The malfunctions may refocus scrutiny on modern American market structure, where two decades of government regulation have broken the grip of the biggest exchanges and left trading fragmented over as many as 50 venues. Bats, whose name stands for Better Alternative Trading System, rose to prominence in tandem with the explosion of electronic firms that now dominate the buying and selling of stock in the U.S.
The Bats website shows its shares changed hands on the company's exchange for $15.25 at 10:45 a.m. New York time. The shares fell below 1 cent, according to data compiled by Bloomberg, in trades that were later voided.
Spokesman Randy Williams couldn't be reached for comment.
"It's not wildly unusual for exchanges to have system issues, but because they happen to go public today it makes it more newsworthy," Mike Shea, a managing partner at Direct Access Partners LLC in New York, said in a phone interview.

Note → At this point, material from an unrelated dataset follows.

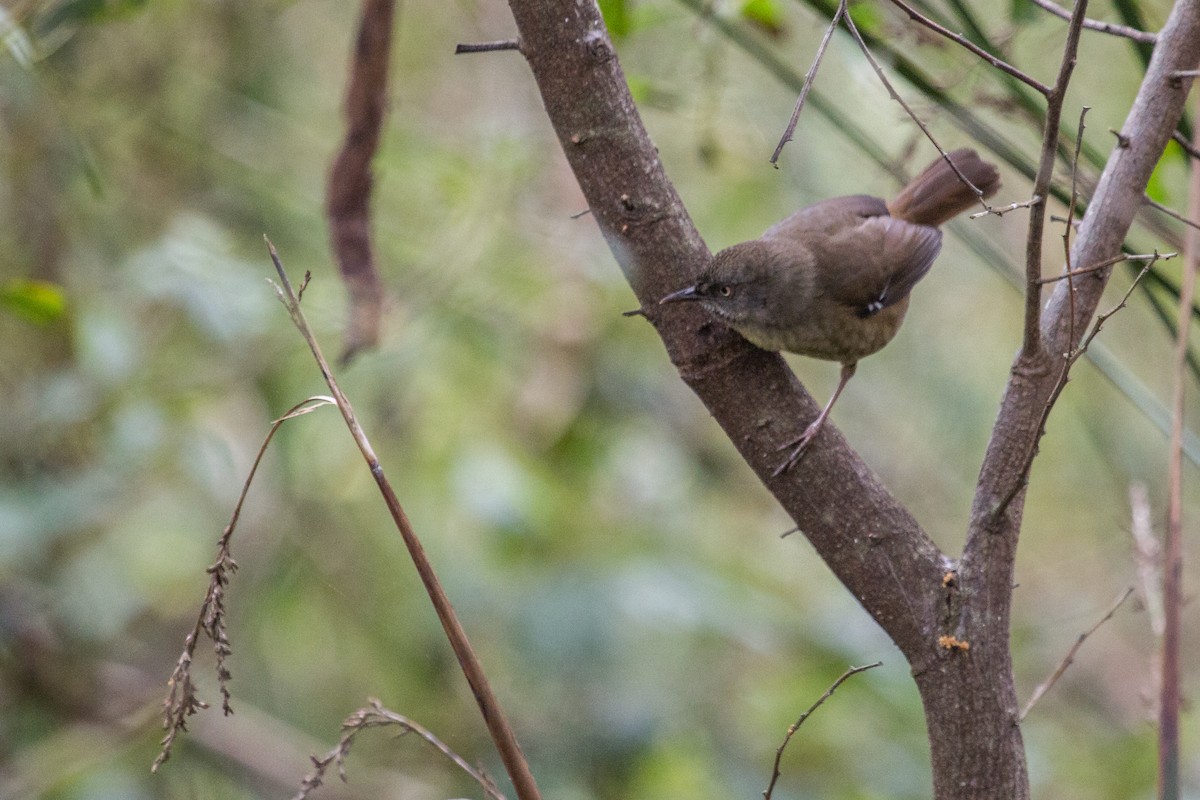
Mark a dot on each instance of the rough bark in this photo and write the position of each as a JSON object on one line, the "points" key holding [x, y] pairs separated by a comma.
{"points": [[951, 620]]}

A single trade for 100 shares executed on a Bats venue briefly sent Apple down to $542.80, according to data compiled by Bloomberg. The order was executed at 10:57 a.m. New York time. Two more transactions, which sent the stock back above $598, were made before the halt. The stock stayed around that level once trading resumed five minutes later.
Bats sent a notice about 10 minutes before the Apple trade saying it was investigating "system issues" affecting companies with ticker symbols ranging between A and BF. Apple's is AAPL. Bats's ticker is BATS.
Bottom of Range
The third-largest U.S. stock exchange operator raised $100.7 million in its initial public offering yesterday after selling shares at the bottom of the proposed range. Bats sold 6.3 million shares for $16 each on behalf of existing stockholders. The company had offered them for $16 to $18, according to a regulatory filing.
Founded by a high-frequency trader in 2005, Bats was steered to prominence by brokers and traders trying to hold down fees as the New York Stock Exchange and Nasdaq Stock Market bought their biggest electronic rivals.
The exchange operator raised money less than two years after a crash erased $862 billion in less than 20 minutes from U.S. share values, a plunge that some critics linked to the fragmented electronic market structure that helped Bats thrive. The company was initially built to service high-frequency firms like Tradebot Systems Inc., whose chief executive officer founded Bats. Automated trading firm Getco LLC in Chicago and Wedbush Inc., owner of a Los Angeles-based investment bank whose clients include high-speed firms, bought equity stakes.
Bats executed 10.9 percent of U.S. equities volume last month, compared with 10.7 a year earlier, the company said. Its U.S. options market share was less than 3 percent and its two European platforms had a combined share of 25.3 percent of value traded, Bats said.